Je me suis un peu fait une raison et je me suis investie dans d’autres choses. Je ne crois pas avoir les ressources pour engager un combat sur ce plan. Avec mon voile je dois déjà me battre à la fac, c’est déjà assez dur. Je dois me battre dans le RER. Il faut aussi me battre avec mes parents… il faut que … ça fait un peu trop. Pour moi c'était un loisir, une occasion de m’épanouir et je ne voulais pas le transformer en champ de combat judiciaire.

 

A quoi pensez-vous quand vous regardez vos trophées, vos médailles ?

 

… Cette année il n’y a plus aucune chance que je redevienne championne. J’ai pris beaucoup trop de retard sur les entraînements. Le mieux à faire, je pense, est de me battre contre la loi sur le voile afin que mes petites sœurs ne soient pas confrontées aux mêmes difficultés que moi, si elles faisaient le choix de porter un voile… Maintenant j’ai même peur qu’on m’interdise d’entrer dans les salles de cinéma…

 

Vous croyez vraiment cela possible ?

 

Bien sûr ! Ils n’ont qu’à évoquer des raisons de sécurité et le tour est joué. Ils peuvent ainsi interdire les manteaux, les habits amples comme les miens en disant qu’on peut y cacher des objets. Pourquoi pas ? Nous vivons dans une telle ambiance de paranoïa qu’ils peuvent le dire. J’en arrive à être défaitiste.

 

C’est vrai. Vous êtes si jeune et vous avez l’air déjà si lasse !

 

C’est tellement épuisant…Voyez : je suis des études de droit dans une fac parisienne. Dans mon université, j’ai déjà des sœurs, des amies musulmanes, qui se sont fait interdire de travaux pratiques. Le Président de l’Université à dû intervenir après que nous ayons fait une réclamation. Elles ont réintégré leurs cours. Mais c’est quand même dur de se faire humilier ainsi. Et je ne veux pas subir d’humiliation ni au championnat, ni à la fac, ni ailleurs. Je n’ai pas l’habitude d’être humiliée. Je n’ai jamais senti de racisme en France quand je ne portais pas le voile. Je ne l’ai senti nul part. Et je ne crois pas que la France soit devenue raciste. Mais il y a seulement une forte dose de paranoïa dans l’air autour du voile.

 

Finalement, pour le JuJitsu, vous vous résignez ?

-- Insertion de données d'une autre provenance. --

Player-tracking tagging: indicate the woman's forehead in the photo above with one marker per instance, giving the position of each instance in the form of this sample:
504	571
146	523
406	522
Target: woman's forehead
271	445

Pas vraiment. Mais j’essaye de les comprendre un peu. Je crois qu’il faut laisser passer le débat actuel. J’ai l’intention de retourner les voir l’année prochaine pour essayer de les convaincre. Une fois que le débat public sera passé, peut être seront-ils revenus à des visions plus objectives. Parce que, franchement, ça me manque.